Sunday, March 5, 2023

Did I Love Teaching?

A lot of the time, I found myself teaching topics I loved, to a mix of (1) students who did not want to learn the stuff---or did not want to have it presented the way I was presenting it, and (2) students who were happy with the material, and mostly OK with the presentation.  Some of the time I tried to 'sell' the material to the entire class; some of the time I focused on those who were enjoying the lesson, basically writing off the dissatisfied ones.

I tried to be creative with the exams I gave; I made sure that they believed that I wanted to know what they knew, as opposed to what they didn't know.  I worked hard to make sure that all of them could answer a core of questions correctly, so that I did not have to grade out of, say, 40 points, and then add sixty to their score!  (There are teachers who do that.). I think this was the most creative contribution I made for all my years of teaching---it shows just how much testing was emphasized in my classrooms, in contrast to the present-day departure from that philosophy.  But in my book, taking an interesting test is a learning experience.

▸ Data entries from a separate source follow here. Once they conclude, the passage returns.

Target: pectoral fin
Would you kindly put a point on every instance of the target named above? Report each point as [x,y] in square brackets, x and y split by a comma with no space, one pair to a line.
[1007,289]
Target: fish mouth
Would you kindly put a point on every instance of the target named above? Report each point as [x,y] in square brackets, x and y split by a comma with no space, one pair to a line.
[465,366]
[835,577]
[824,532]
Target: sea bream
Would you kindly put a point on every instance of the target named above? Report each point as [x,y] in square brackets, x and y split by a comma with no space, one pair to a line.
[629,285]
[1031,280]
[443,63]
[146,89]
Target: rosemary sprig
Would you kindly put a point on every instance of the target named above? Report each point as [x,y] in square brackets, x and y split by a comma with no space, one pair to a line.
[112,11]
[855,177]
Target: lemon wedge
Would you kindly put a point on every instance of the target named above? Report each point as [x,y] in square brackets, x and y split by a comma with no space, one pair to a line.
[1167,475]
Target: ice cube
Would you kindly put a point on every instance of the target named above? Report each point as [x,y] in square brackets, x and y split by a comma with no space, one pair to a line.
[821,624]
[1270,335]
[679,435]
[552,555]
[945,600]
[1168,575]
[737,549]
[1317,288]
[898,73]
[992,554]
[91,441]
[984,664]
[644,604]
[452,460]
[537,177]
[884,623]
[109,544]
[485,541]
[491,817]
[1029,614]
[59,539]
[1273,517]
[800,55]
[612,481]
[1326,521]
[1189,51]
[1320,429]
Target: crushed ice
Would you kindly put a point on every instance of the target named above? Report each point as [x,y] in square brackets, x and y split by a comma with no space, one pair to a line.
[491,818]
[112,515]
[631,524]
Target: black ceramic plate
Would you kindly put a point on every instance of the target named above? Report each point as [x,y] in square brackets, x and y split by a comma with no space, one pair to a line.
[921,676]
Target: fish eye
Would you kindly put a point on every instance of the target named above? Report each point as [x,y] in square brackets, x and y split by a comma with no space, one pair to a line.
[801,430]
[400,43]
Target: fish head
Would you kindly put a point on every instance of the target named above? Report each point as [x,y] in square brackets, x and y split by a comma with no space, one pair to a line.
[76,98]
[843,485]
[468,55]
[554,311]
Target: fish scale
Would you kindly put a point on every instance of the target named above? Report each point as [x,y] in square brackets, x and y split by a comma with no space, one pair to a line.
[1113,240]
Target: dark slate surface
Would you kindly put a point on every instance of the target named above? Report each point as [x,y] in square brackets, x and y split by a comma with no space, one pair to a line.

One course that I enjoyed teaching---for the most part---with every sort of student, people who hated the subject, and those who loved it, was Geometry.  Only students who were pre-service (going into the teaching profession) were expected to take this course, but word got around that it was an easy course, and other sorts of (non-teacher) types got onto my roster, and I let them, hoping they would learn to love mathematics.  You might not expect this, but I was weak in what we call synthetic geometry, which is building up geometric proofs by constructing additional lines and circles, in contrast to analytical geometry, which I had concentrated on everyone I had graduated from high school, where you calculate properties using Cartesian coordinates.  So we were all discovering the logical structure of geometry together, in the early years of my teaching.

So, to summarize: with a topic that I liked, with eager students, and where I had some latitude regarding the curriculum, I was in heaven.  In all other cases, teaching was somewhat of a chore.